For illustration of lazy tensor behavior, let's perform some operations with XLA tensor(s), and examine the resulting HLO Graph:

In [None]:
dev = xm.xla_device()

x1 = torch.rand((3, 3)).to(dev)
x2 = torch.rand((3, 8)).to(dev)

y1 = torch.einsum('bs,st->bt', x1, x2)
y1 = y1 + x2
print(torch_xla._XLAC._get_xla_tensors_text([y1]))

Notice that XLA Tensors are "Lazy", i.e. The operations have been recorded but no computation/execution actually is done until required.

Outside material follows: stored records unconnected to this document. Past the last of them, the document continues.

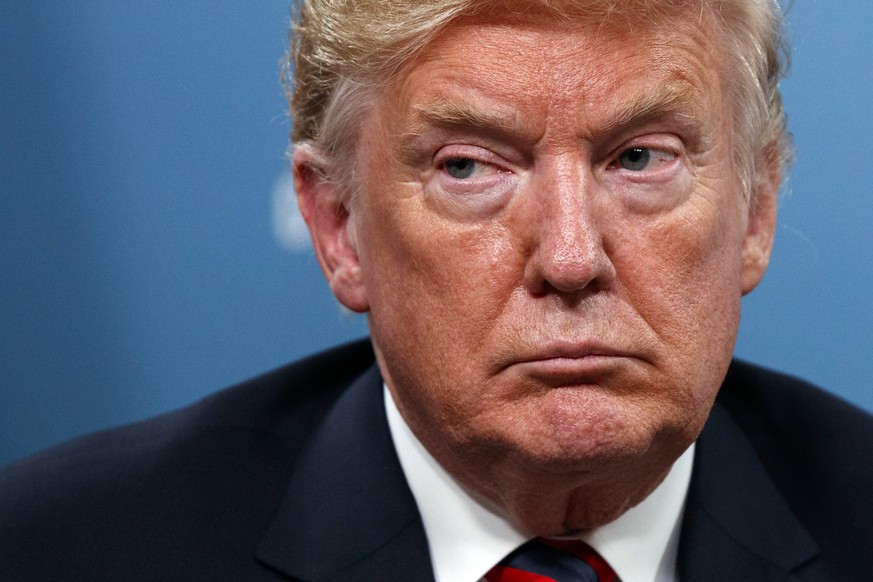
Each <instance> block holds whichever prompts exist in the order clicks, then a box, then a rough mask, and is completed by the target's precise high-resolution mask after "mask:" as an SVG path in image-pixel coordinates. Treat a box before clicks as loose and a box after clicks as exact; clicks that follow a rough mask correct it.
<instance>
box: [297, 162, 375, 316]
mask: <svg viewBox="0 0 873 582" xmlns="http://www.w3.org/2000/svg"><path fill="white" fill-rule="evenodd" d="M292 169H293V172H294V190H295V192H296V193H297V204H298V205H299V207H300V213H301V214H302V215H303V219H304V220H305V221H306V226H307V227H309V236H310V237H311V238H312V246H313V248H314V249H315V255H316V257H317V258H318V263H319V265H321V270H322V272H323V273H324V276H325V278H326V279H327V283H328V285H329V286H330V289H331V291H333V294H334V296H335V297H336V298H337V300H339V302H340V303H342V304H343V305H345V306H346V307H347V308H349V309H351V310H352V311H357V312H359V313H362V312H364V311H367V310H368V309H369V303H368V302H367V294H366V289H365V286H364V282H363V277H362V274H361V264H360V261H359V260H358V251H357V241H356V239H355V228H354V218H355V217H354V216H353V215H352V214H351V212H350V208H349V201H348V200H347V197H345V196H343V193H342V190H341V187H340V186H339V185H337V184H336V183H335V182H334V181H332V179H331V172H330V169H329V168H328V163H326V161H325V160H324V158H323V157H321V156H320V155H319V154H318V153H317V152H316V151H314V149H313V148H311V147H309V146H306V145H301V146H299V147H297V148H295V150H294V157H293V159H292Z"/></svg>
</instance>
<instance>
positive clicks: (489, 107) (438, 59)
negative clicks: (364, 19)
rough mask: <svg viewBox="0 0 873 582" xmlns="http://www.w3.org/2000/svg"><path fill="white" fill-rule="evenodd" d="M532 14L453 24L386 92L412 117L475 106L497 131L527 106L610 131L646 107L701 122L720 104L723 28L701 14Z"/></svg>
mask: <svg viewBox="0 0 873 582" xmlns="http://www.w3.org/2000/svg"><path fill="white" fill-rule="evenodd" d="M529 16H530V15H525V17H524V18H521V17H518V16H517V15H516V16H506V15H503V16H500V17H495V16H493V15H489V16H488V17H487V18H486V17H484V16H478V17H475V16H472V17H467V18H463V19H460V20H458V21H456V22H455V23H453V24H452V25H450V26H449V27H447V29H446V30H444V31H443V32H442V33H441V34H440V35H439V36H438V37H436V39H435V40H433V41H432V42H431V43H429V44H428V45H427V46H426V47H425V48H424V50H423V51H422V52H421V53H419V54H418V55H417V57H416V58H415V59H414V60H413V61H412V62H411V63H409V65H408V67H407V69H406V74H405V75H404V76H403V77H402V80H401V81H400V82H398V83H397V84H395V85H394V86H393V87H392V89H393V90H392V91H390V93H389V95H390V96H391V97H393V98H394V99H395V100H396V101H395V104H396V105H399V106H400V107H399V109H400V110H405V111H406V112H407V114H408V115H409V116H412V117H419V118H421V117H422V115H421V114H422V113H423V114H424V115H423V117H425V118H427V117H430V118H437V119H438V118H441V117H442V118H446V119H455V120H462V118H463V117H464V116H471V115H473V113H472V112H471V111H470V110H469V109H468V108H467V107H466V106H464V105H462V102H463V101H465V100H470V99H472V100H474V101H476V100H479V101H481V102H482V106H483V109H482V110H481V111H480V112H478V113H476V114H475V115H476V116H480V115H484V116H487V117H488V118H489V119H488V120H487V121H488V122H489V123H495V124H498V125H500V124H505V123H510V124H512V123H515V122H519V121H523V120H521V119H519V116H524V113H522V110H524V111H528V112H534V111H532V109H535V110H538V111H535V113H544V114H545V116H546V117H548V116H550V115H552V114H555V113H558V112H560V113H563V114H566V113H568V112H571V111H572V112H574V113H576V114H578V115H579V116H582V117H584V118H585V122H586V123H587V122H590V123H593V124H595V125H610V124H615V123H620V122H621V121H622V118H623V117H626V116H628V115H636V114H641V115H645V114H646V112H647V110H651V111H653V112H654V111H655V110H657V109H659V108H666V109H676V110H678V109H686V110H688V111H687V114H688V115H692V116H698V115H702V114H704V113H705V111H704V110H705V109H710V108H712V107H714V106H716V105H719V106H721V105H725V103H723V99H722V97H723V95H724V94H725V91H726V87H725V84H726V83H725V79H726V77H727V76H726V75H724V74H722V70H723V68H724V66H725V65H724V63H725V61H726V59H725V58H723V56H722V55H723V54H724V51H722V50H721V48H720V39H721V35H720V31H718V30H716V27H714V26H712V24H711V23H710V22H709V20H708V19H707V18H705V17H704V15H703V14H701V13H698V14H697V16H696V17H694V18H692V17H691V16H690V15H687V14H686V15H684V16H677V17H675V18H672V19H668V20H667V21H665V22H662V23H661V24H651V23H649V24H640V23H635V22H631V21H628V20H619V21H616V22H612V21H603V20H596V19H594V20H592V19H581V20H569V19H566V18H557V17H555V16H553V15H539V16H540V17H537V18H529ZM398 101H399V103H398ZM716 102H718V103H716ZM595 105H596V106H595ZM410 121H411V120H410Z"/></svg>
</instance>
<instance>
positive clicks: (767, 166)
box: [742, 144, 782, 295]
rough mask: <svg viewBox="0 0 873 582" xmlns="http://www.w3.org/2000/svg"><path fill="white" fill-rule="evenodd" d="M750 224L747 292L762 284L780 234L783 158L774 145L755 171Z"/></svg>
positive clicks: (746, 288)
mask: <svg viewBox="0 0 873 582" xmlns="http://www.w3.org/2000/svg"><path fill="white" fill-rule="evenodd" d="M754 179H755V184H754V189H753V192H752V200H751V202H750V204H749V223H748V226H747V228H746V236H745V239H744V240H743V280H742V292H743V295H745V294H747V293H749V292H750V291H752V289H754V288H755V287H757V286H758V283H760V282H761V279H763V278H764V272H765V271H766V270H767V266H768V265H769V264H770V253H771V252H772V250H773V238H774V237H775V235H776V207H777V202H778V196H779V186H780V184H781V182H782V161H781V160H780V157H779V150H778V147H777V146H776V145H775V144H773V145H771V146H770V147H768V148H767V149H766V150H765V152H764V153H762V155H761V158H760V159H759V163H758V165H757V170H756V173H755V177H754Z"/></svg>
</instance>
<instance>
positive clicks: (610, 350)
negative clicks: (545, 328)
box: [519, 342, 631, 362]
mask: <svg viewBox="0 0 873 582" xmlns="http://www.w3.org/2000/svg"><path fill="white" fill-rule="evenodd" d="M630 355H631V354H630V353H629V352H627V351H625V350H622V349H618V348H614V347H611V346H608V345H604V344H602V343H599V342H555V343H550V344H546V345H544V346H539V347H538V348H537V349H535V350H532V351H531V352H530V353H528V354H525V355H524V356H523V357H521V358H520V359H519V361H522V362H536V361H539V360H553V359H558V358H567V359H577V358H585V357H589V356H605V357H627V356H630Z"/></svg>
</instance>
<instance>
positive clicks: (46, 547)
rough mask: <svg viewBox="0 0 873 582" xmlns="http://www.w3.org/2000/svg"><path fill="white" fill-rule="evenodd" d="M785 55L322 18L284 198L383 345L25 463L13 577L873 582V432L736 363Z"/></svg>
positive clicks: (104, 435) (736, 12) (150, 578)
mask: <svg viewBox="0 0 873 582" xmlns="http://www.w3.org/2000/svg"><path fill="white" fill-rule="evenodd" d="M779 34H780V17H779V13H778V8H777V7H776V5H775V4H774V3H771V2H769V1H764V0H720V1H717V2H716V1H708V0H688V1H677V0H660V1H659V0H646V1H643V0H640V1H627V2H620V3H616V2H612V1H609V0H577V1H569V0H568V1H560V0H559V1H552V2H545V1H542V0H517V1H515V0H512V1H506V2H501V1H494V2H492V1H464V0H442V1H438V2H412V1H395V2H385V1H384V0H383V1H381V2H367V1H365V0H359V1H357V2H336V1H333V2H327V1H325V0H312V1H310V2H307V3H304V4H303V6H302V8H301V17H300V19H299V21H298V23H297V24H296V26H295V37H294V46H293V48H292V53H293V59H294V63H293V65H294V66H293V78H294V82H293V88H292V89H291V92H292V113H293V117H294V130H293V135H292V138H293V141H294V144H295V149H294V155H293V167H294V174H295V184H296V188H297V192H298V197H299V202H300V207H301V210H302V212H303V215H304V217H305V218H306V221H307V224H308V225H309V228H310V231H311V234H312V239H313V243H314V247H315V250H316V254H317V256H318V260H319V262H320V264H321V266H322V268H323V270H324V273H325V276H326V278H327V281H328V283H329V285H330V287H331V290H332V291H333V293H334V294H335V295H336V297H337V299H338V300H339V301H340V302H341V303H342V304H343V305H345V306H346V307H348V308H349V309H352V310H354V311H360V312H366V313H367V314H368V318H369V323H370V331H371V338H370V342H371V345H372V352H371V351H370V345H369V344H356V345H352V346H347V347H344V348H340V349H338V350H335V351H333V352H329V353H326V354H321V355H318V356H315V357H314V358H311V359H309V360H307V361H304V362H301V363H298V364H296V365H293V366H291V367H289V368H286V369H283V370H280V371H278V372H275V373H273V374H271V375H268V376H265V377H263V378H260V379H257V380H254V381H252V382H250V383H247V384H245V385H243V386H240V387H236V388H234V389H231V390H230V391H226V392H224V393H220V394H218V395H216V396H214V397H212V398H210V399H207V400H206V401H204V402H202V403H199V404H197V405H195V406H193V407H191V408H189V409H187V410H184V411H180V412H177V413H174V414H172V415H168V416H165V417H162V418H159V419H156V420H152V421H148V422H146V423H143V424H140V425H135V426H133V427H128V428H123V429H120V430H116V431H112V432H109V433H106V434H102V435H97V436H93V437H88V438H86V439H85V440H80V441H78V442H76V443H73V444H71V445H67V446H65V447H62V448H59V449H56V450H54V451H51V452H48V453H46V454H44V455H43V456H41V457H39V458H37V459H33V460H27V461H24V462H22V463H19V464H16V465H15V466H13V467H11V468H9V469H8V470H7V471H6V473H5V474H4V475H3V476H2V477H0V479H2V480H0V491H2V493H0V515H2V516H3V520H2V522H3V523H2V525H0V548H2V549H0V552H2V553H0V578H3V579H11V580H18V579H39V580H43V579H58V578H64V577H71V578H82V579H89V580H95V579H96V580H101V579H112V580H118V579H124V580H127V579H149V580H153V579H180V580H192V579H210V580H212V579H241V580H282V579H292V580H434V579H436V580H439V581H441V582H442V581H464V580H468V581H474V580H478V579H481V578H483V577H486V579H488V580H497V579H504V580H506V579H511V578H501V576H512V575H521V574H520V571H521V570H522V569H531V570H533V571H535V572H540V573H541V574H543V575H546V576H549V577H548V578H537V579H561V580H563V579H565V578H561V577H560V576H561V575H560V574H552V573H551V572H552V571H553V569H554V568H555V567H557V566H556V564H557V563H558V562H562V561H563V560H564V559H565V558H564V557H565V556H570V555H571V553H572V552H567V551H565V550H566V549H567V547H570V545H573V544H576V541H578V540H582V541H584V542H586V543H587V545H586V546H578V545H574V546H573V547H575V548H577V550H574V552H575V553H577V554H580V555H582V557H583V558H584V559H585V560H587V561H589V562H590V563H591V568H593V569H588V570H587V572H588V574H587V575H596V576H600V579H601V580H604V579H610V577H611V576H614V574H613V572H612V571H614V572H615V574H617V575H618V577H619V578H620V579H622V580H624V581H625V582H635V581H637V580H683V581H685V580H826V579H834V580H864V579H867V578H869V573H870V571H871V569H873V560H871V558H870V553H869V552H868V551H866V548H867V546H868V545H869V540H870V539H871V536H873V511H871V504H870V502H869V500H868V495H869V492H870V491H871V490H873V488H871V486H873V478H871V469H870V459H871V458H873V456H871V453H873V451H871V449H873V422H871V419H870V418H869V417H867V416H866V415H864V414H863V413H861V412H859V411H857V410H855V409H853V408H851V407H850V406H848V405H846V404H844V403H842V402H839V401H836V400H835V399H833V398H832V397H829V396H826V395H825V394H823V393H821V392H820V391H818V390H817V389H815V388H813V387H810V386H808V385H806V384H804V383H802V382H800V381H797V380H792V379H789V378H786V377H783V376H779V375H776V374H773V373H770V372H765V371H763V370H760V369H757V368H754V367H751V366H748V365H745V364H739V363H733V364H732V363H731V354H732V350H733V343H734V339H735V337H736V332H737V326H738V321H739V312H740V299H741V297H742V296H743V295H744V294H746V293H748V292H750V291H751V290H752V289H754V287H755V286H756V285H757V284H758V282H759V281H760V280H761V278H762V277H763V275H764V272H765V270H766V267H767V264H768V261H769V256H770V250H771V247H772V241H773V233H774V228H775V214H776V210H775V209H776V196H777V192H778V189H779V184H780V176H781V171H782V166H783V164H784V162H785V161H786V160H787V159H788V157H789V146H788V139H787V137H786V133H785V122H784V115H783V112H782V108H781V100H780V96H779V91H778V81H779V78H780V64H779V59H778V53H779V50H778V49H779V42H780V40H779V39H780V36H779ZM291 68H292V67H289V72H288V74H289V75H291V74H292V73H291V72H290V69H291ZM530 540H533V541H530ZM553 546H560V548H561V549H557V550H555V549H554V548H553ZM533 547H535V548H538V549H537V552H539V553H538V556H539V557H542V556H545V557H544V558H543V559H542V560H540V559H539V557H536V556H535V557H530V555H527V549H528V548H533ZM580 547H582V548H584V549H581V550H579V549H578V548H580ZM519 548H521V549H519ZM544 548H552V549H544ZM550 552H552V553H550ZM555 552H557V553H555ZM535 553H536V552H535ZM531 555H532V554H531ZM598 555H599V557H598ZM518 557H521V561H514V560H516V558H518ZM507 560H511V561H507ZM572 560H573V561H574V564H575V563H576V562H578V561H579V560H576V558H572ZM562 563H563V562H562ZM571 567H574V568H575V567H576V566H575V565H573V566H571ZM579 567H580V568H582V569H585V568H588V566H582V565H580V566H579ZM538 568H545V569H547V570H538ZM580 575H581V574H580ZM531 579H533V578H531ZM566 579H570V578H566ZM579 579H591V578H579ZM612 579H614V578H612Z"/></svg>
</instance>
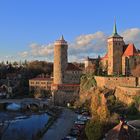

The execution is done when a LazyTensor Barrier is inserted.
The easiest way to insert a barrier is mark_step() call:

In [None]:
xm.mark_step()
print(torch_xla._XLAC._get_xla_tensors_text([x1]))
print(y1.device)

# Dynamic Graph
Now let's create a method which executes operations on xla tensors followed by a mark_step call. Optionally we also introduce a dynamic structure with these tensors. We then execute this method with and without the dynamic structure and measure the run time.

In [None]:
def dummy_step(x, y, loss, acc=False):
  z = torch.einsum('bs,st->bt', y, x)
  step_loss = z.sum().view(1,)
  if acc: 
    loss = torch.cat((loss, step_loss))
  else:
    loss = step_loss
  xm.mark_step()
  return loss

In [None]:
import time
def measure_time(acc=False):
  exec_times = []
  iter_count = 100
  x = torch.rand((512, 8)).to(dev)
  y = torch.rand((512, 512)).to(dev)
  loss = torch.zeros(1).to(dev)
  for i in range(iter_count):
    tic = time.time()
    loss = dummy_step(x, y, loss, acc=acc)
    toc = time.time()
    exec_times.append(toc - tic)
  return exec_times

In [None]:
dyn = measure_time(acc=True) # acc= True Results in dynamic graph
st = measure_time(acc=False) # Static graph, computation shape, inputs and output shapes don't change

In [None]:
import matplotlib.pyplot as plt
plt.plot(st, label = 'static graph')
plt.plot(dyn, label = 'dynamic graph')
plt.legend()
plt.title('Execution time in seconds')

Notice that dynamic graph execution times are consistently higher for same computation because of the compilation cost incurred in every iteration. Static graph curve benefits from compilation cache and quickly stablizes to a faster execution time.